Hi ! I own a IPhone 6S , and I’ve been having problems with deleting apps & stuff, I’ve owned a IPhone before, but my brother had my old one and I currently have my mom’s. I cant delete apps , like I’ve tried pressing down on them and waiting for them to show the x , and it never does. I’ve pressed down on the app but there’s no delete button. I’ve also went to settings and I still can’t delete apps. It’s been a problem for awhile. And my brother and mom download apps and they appear on my phone and I still can’t delete them. Can I Please have some help to fix this?


----------



## TerryNet (Mar 23, 2005)

What iPhone?
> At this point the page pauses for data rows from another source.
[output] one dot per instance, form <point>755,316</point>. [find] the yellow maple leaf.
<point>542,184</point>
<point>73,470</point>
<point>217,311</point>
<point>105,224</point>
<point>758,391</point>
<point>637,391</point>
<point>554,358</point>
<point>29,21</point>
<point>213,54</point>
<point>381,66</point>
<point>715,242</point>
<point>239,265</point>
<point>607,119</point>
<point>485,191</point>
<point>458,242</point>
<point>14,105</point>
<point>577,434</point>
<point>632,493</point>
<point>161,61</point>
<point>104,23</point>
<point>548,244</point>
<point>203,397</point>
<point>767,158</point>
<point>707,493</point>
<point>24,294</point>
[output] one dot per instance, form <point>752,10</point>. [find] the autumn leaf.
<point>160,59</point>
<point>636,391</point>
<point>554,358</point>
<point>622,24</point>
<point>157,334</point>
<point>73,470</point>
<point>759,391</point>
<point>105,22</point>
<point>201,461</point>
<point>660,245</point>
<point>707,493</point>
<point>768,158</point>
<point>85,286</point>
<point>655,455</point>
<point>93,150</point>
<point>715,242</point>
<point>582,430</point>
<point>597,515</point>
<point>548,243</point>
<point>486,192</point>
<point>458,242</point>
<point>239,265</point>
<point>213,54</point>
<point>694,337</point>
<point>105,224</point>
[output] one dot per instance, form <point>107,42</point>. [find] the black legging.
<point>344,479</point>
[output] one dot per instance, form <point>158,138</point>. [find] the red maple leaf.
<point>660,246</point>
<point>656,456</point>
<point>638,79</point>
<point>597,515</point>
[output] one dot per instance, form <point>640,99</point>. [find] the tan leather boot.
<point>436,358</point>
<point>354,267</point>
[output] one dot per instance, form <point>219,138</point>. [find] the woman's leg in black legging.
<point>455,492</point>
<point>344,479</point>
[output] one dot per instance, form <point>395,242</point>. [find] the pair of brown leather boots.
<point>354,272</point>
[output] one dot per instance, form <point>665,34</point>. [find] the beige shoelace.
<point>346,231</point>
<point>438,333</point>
You said you own a 6S, but you currently have your mom's.

Latest iOS (12.2)?

Have you shut down (turned off) the phone for a minute or two? That's my first "fix" when my iPhone is acting strangely or refusing to act.


----------



## SomeEchidnasPumpkin (May 29, 2019)

Yes my mom’s is a 6s & and yes it’s the 12.2 , I did try shutting it down, and it hasn’t worked. i went to the Apple store at our mall and they couldn’t help me. Is there just something wrong with it that I can’t really fix?


----------



## TerryNet (Mar 23, 2005)

You might try calling Apple support or visiting another Apple store. From my experience (actually mostly the experience of my neighbor who is "always" needing help) the Apple support people make a real effort to understand problems and find solutions. I have no other ideas on your issue.


----------



## SomeEchidnasPumpkin (May 29, 2019)

thank you ! I’ll see if we can go there. thanks for the advice!


----------



## TerryNet (Mar 23, 2005)

You're welcome, and good luck.  Please keep us updated. Maybe you'll get more help here also.


----------